Playbooks - Administrator Guide - Cortex XSIAM - Cortex - Security Operations

Cortex XSIAM Administrator Guide

Cortex XSIAM
Creation date
Last date published
Administrator Guide

Cortex XSIAM playbooks enable you to structure and automate many of your security processes. Parse incident information, interact with users, and remediate.

Playbooks are a series of tasks, conditions, automations, conditions, commands, and loops that run in a predefined flow to save time and improve the efficiency and results of the investigation and response process. They are at the heart of the Cortex XSIAM system, because they enable you to automate many security processes, including handling investigations and managing tickets. You can also structure and automate security responses that were previously handled manually. For example, a playbook task can parse the information in an incident, whether it is an email or a PDF attachment.

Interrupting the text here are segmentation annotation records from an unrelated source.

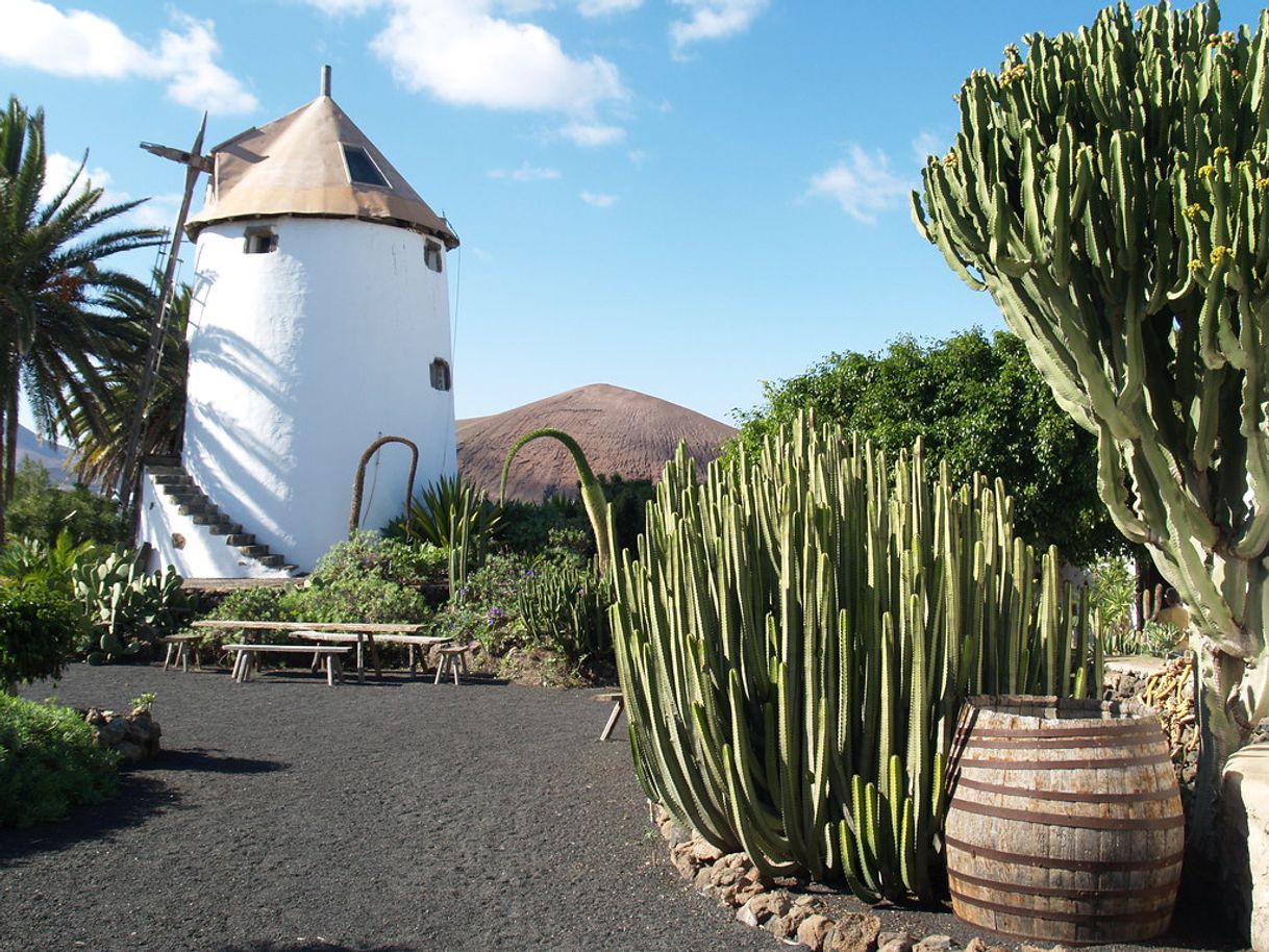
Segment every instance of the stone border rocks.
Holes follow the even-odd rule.
[[[824,899],[791,889],[794,881],[764,877],[745,853],[723,853],[698,833],[685,833],[659,805],[648,806],[652,824],[670,847],[670,862],[693,887],[733,908],[737,922],[764,929],[787,946],[805,946],[811,952],[953,952],[950,935],[916,935],[909,930],[882,932],[874,913],[832,911]],[[973,937],[964,952],[1009,952]],[[1022,952],[1066,952],[1022,946]]]
[[[157,757],[162,749],[159,740],[162,729],[150,716],[148,707],[135,707],[129,715],[95,707],[80,713],[93,727],[93,739],[98,746],[117,750],[129,764]]]

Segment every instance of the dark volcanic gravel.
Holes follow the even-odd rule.
[[[593,692],[72,665],[23,693],[147,691],[164,753],[117,800],[0,830],[0,952],[784,948],[669,866]]]

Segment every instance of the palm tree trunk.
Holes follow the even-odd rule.
[[[18,487],[18,386],[14,383],[9,392],[9,406],[5,409],[4,420],[4,501],[8,505],[13,501],[13,493]]]

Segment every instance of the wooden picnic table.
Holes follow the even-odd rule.
[[[211,628],[213,631],[284,631],[296,637],[310,637],[313,641],[355,641],[357,642],[357,679],[365,682],[365,671],[362,668],[362,644],[371,649],[371,663],[374,665],[374,674],[383,678],[379,666],[379,650],[374,645],[374,637],[385,644],[402,644],[412,646],[443,645],[450,638],[423,635],[425,625],[386,625],[382,622],[247,622],[232,618],[203,618],[190,622],[192,628]],[[336,636],[336,637],[331,637]],[[414,654],[411,649],[411,666],[414,670]]]

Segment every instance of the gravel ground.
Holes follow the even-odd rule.
[[[594,692],[72,665],[24,693],[119,710],[147,691],[165,749],[119,798],[0,830],[0,952],[783,948],[669,866]],[[1209,932],[1167,947],[1228,948]]]

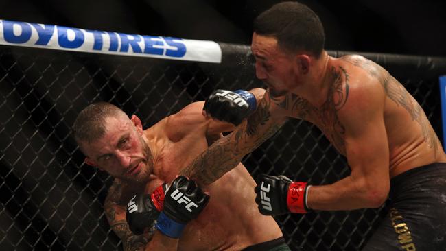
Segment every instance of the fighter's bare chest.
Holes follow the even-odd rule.
[[[207,147],[207,143],[204,136],[168,141],[155,160],[154,167],[161,178],[173,179]]]

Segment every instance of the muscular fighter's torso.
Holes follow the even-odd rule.
[[[187,126],[167,118],[144,132],[154,153],[154,175],[145,191],[132,189],[133,193],[151,193],[163,182],[171,182],[207,148],[203,125],[188,127],[187,132],[182,129],[185,126]],[[198,217],[187,225],[178,250],[239,250],[281,237],[273,218],[259,213],[255,203],[255,185],[250,174],[239,164],[203,187],[210,195],[209,202]],[[122,202],[125,204],[128,199],[121,200]]]
[[[345,155],[344,128],[337,112],[347,102],[360,101],[349,99],[349,93],[363,84],[362,81],[371,80],[383,91],[387,135],[377,136],[388,137],[390,177],[416,167],[446,162],[440,141],[420,105],[382,67],[362,56],[348,56],[331,58],[329,69],[331,84],[322,106],[316,107],[294,94],[287,95],[285,99],[277,99],[274,103],[287,110],[290,117],[316,125]]]

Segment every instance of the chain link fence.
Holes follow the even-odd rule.
[[[262,86],[248,47],[223,47],[217,64],[0,47],[0,250],[121,249],[102,209],[112,178],[83,163],[71,135],[77,114],[110,101],[146,128],[214,89]],[[438,71],[446,61],[367,56],[403,83],[441,137]],[[298,120],[244,163],[254,177],[285,174],[313,184],[349,174],[321,132]],[[359,250],[386,213],[384,206],[276,219],[292,250]]]

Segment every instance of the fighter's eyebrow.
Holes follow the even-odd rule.
[[[126,134],[124,134],[124,135],[121,135],[121,136],[119,137],[119,139],[117,141],[117,143],[116,143],[116,147],[119,147],[119,146],[123,143],[124,139],[126,139],[126,138],[128,138],[128,134],[126,133]],[[99,157],[97,157],[96,159],[97,159],[97,160],[100,160],[101,158],[102,158],[108,155],[108,154],[110,154],[108,153],[108,154],[101,154],[101,155],[99,155]]]
[[[254,56],[254,58],[257,58],[257,59],[261,59],[262,60],[266,60],[266,57],[264,56],[262,56],[261,54],[259,54],[257,53],[253,53],[253,55]]]

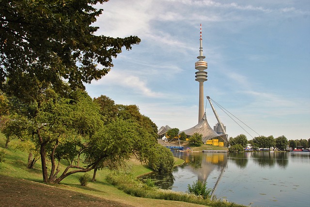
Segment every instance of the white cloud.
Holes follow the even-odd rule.
[[[160,98],[164,96],[163,93],[154,91],[148,88],[145,80],[129,73],[119,72],[116,69],[109,72],[101,79],[92,81],[91,84],[101,87],[108,86],[118,90],[120,89],[121,87],[122,89],[126,90],[128,93],[134,91],[134,93],[147,97]]]

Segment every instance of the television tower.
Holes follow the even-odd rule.
[[[202,54],[202,24],[200,24],[200,47],[199,47],[199,56],[197,58],[199,60],[195,63],[195,69],[198,71],[195,73],[196,80],[199,82],[199,109],[198,112],[198,122],[199,122],[204,114],[203,101],[203,82],[207,80],[207,73],[204,71],[208,68],[208,63],[203,59],[205,58]]]

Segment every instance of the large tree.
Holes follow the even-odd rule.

Playbooks have different task types for each of the actions you want to take. For example:

  • Use manual tasks when an analyst needs to confirm information or escalate an alert.

  • Use conditional tasks to validate conditions based on values or parameters and take appropriate direction in the playbook workflow.

  • Use communication tasks to interact with users in your organization

  • Use automation tasks to automatically remediate an incident by interacting with a third-party integration, open tickets in a ticketing system such as Jira, or detonate a file using a sandbox.

Playbooks run during the investigation and response stage of the incident lifecycle. But you start defining the logical flow of your playbook during the initial planning stage when designing your use case.


You can create a new playbook or update an existing playbook from a content pack.